Kürtlük Fikirleri Ne Zaman Oluştu?

Şeyhin düşünce evreninin Kürt Nakşilerinin öğretileri çerçevesinde şekillendiği iddia edilebilir. Uzun bir süre boyunca babasının dizlerinin dibinde siyaseti ve dünyevi olanı öğrenmişti. Nakşiler, Mevlana Halit’in yorumlarıyla sünneti ve peygamber bilgisini, yeni dünyanın içinde özne haline getiren, yeni bir yorumun takipçileriydi. Abdülhamit’in Pan-İslamizm siyaseti ile ortaklaştığı hususlar vardı ama doğrudan bu siyasetin özneleri değildi. İslami evrenselcilik adına ümmet mistifikasyonun takipçileriydi ama bu evrenselciliğin içinde iradesiz kalmak istemiyorlardı. Müslüman milliyetçiliğine ilgi duyuyorlardı ama hiç değilse kültürel Kürtlüğü, bu milliyetçiliğin içinde yaşamak yanlısı olarak kültürel bir milliyetçilik savunusu yapıyorlardı. 

Şeyh Ubeydullah ve Bitlis isyanına doğrudan ve organik destek vermediğine göre şeyhin en azından dünya savaşına kadar politik bağlamda müstakil bir Kürtlük mefkuresinin olmadığı iddia edilebilir.

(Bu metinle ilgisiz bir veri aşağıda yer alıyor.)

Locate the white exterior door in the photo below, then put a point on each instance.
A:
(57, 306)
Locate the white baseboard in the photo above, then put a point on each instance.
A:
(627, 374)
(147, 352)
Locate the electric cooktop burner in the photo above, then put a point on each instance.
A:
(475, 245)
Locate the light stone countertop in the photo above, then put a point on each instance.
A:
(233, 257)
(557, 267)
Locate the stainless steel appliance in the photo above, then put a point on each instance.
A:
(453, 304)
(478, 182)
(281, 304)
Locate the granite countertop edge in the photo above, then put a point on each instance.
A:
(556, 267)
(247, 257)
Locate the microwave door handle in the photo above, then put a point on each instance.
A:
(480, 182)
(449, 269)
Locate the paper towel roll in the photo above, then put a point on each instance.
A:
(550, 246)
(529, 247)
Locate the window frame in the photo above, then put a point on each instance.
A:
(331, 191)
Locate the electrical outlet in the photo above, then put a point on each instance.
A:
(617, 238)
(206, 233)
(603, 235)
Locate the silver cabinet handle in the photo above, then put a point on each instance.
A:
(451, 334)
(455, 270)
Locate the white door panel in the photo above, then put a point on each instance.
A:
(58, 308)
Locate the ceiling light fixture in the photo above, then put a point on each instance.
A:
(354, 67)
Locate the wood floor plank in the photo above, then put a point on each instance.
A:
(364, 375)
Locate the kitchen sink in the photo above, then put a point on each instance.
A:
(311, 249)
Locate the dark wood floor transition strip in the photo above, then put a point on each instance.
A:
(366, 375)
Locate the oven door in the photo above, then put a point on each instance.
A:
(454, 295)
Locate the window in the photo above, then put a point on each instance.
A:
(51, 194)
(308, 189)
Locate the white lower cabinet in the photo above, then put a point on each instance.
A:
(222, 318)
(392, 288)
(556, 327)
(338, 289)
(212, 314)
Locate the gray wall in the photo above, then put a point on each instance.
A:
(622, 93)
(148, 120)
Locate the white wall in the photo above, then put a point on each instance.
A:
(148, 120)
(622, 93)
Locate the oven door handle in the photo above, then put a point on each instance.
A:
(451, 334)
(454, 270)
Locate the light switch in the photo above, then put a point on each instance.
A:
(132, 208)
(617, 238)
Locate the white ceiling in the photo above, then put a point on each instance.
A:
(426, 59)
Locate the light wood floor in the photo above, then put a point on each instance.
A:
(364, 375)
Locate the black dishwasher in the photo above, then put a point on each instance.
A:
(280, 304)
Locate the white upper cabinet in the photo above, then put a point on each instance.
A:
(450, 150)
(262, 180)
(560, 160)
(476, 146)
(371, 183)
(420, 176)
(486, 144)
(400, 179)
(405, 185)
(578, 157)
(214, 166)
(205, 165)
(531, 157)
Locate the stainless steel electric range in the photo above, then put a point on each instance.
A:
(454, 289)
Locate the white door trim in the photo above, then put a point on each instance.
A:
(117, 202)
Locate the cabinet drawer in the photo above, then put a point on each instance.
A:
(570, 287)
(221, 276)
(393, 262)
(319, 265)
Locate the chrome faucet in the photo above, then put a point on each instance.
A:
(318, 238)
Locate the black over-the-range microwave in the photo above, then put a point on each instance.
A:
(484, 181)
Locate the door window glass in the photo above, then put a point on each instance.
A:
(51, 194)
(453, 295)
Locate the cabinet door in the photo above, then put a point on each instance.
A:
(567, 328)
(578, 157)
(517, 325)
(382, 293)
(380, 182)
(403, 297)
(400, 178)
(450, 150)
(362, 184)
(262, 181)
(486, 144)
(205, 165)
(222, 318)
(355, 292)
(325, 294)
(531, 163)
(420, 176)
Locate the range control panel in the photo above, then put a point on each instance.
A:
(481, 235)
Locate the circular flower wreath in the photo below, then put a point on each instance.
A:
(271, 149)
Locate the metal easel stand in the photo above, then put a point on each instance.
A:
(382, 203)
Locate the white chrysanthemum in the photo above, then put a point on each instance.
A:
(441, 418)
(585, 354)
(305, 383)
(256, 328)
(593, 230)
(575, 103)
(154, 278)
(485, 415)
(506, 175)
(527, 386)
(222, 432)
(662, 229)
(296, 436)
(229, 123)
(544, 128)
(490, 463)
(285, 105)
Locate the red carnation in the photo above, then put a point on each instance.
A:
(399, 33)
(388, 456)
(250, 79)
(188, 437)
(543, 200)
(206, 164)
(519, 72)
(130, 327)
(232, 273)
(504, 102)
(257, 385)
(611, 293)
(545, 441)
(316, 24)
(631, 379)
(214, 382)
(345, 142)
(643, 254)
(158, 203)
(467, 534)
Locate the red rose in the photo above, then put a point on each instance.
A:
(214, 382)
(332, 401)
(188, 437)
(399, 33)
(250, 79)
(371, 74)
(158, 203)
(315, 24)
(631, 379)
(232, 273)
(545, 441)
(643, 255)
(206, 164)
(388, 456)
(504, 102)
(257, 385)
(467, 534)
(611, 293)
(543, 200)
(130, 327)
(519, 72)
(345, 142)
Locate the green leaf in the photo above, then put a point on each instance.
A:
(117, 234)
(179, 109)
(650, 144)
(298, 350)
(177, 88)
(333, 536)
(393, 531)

Savaşta uğradığı hayal kırıklıklar, ittihatçı askeri bürokrasinin ırkçı pratikleri ve tartışmasız yenilginin onu hiç olmadığı kadar politikleştirdiği ileri sürülebilir. Politik olarak Kürtlük taleplerini savaş sonrası süreçlerinde kucağında bulmuş olmalıdır. Bunun diğer sebepleri ise sıkça yaptığı seyahatler ve Cibranlı Halit beyle sıkça müşavere yapmış olmasıdır. Değişik seyahatlerinde hem Türk milliyetçileri hem de Arap milliyetçileri ile karşılaşmıştı. Milliyetçiliğin şafağında onun da bu okumalara ilgi göstermesi olağandı. Öte yandan Halit beyin Varto-Erzurum hattına yerleşmesi ve sıkça fikir alışverişinde bulunması onun fikirlerini geliştirmiş olmalıdır. 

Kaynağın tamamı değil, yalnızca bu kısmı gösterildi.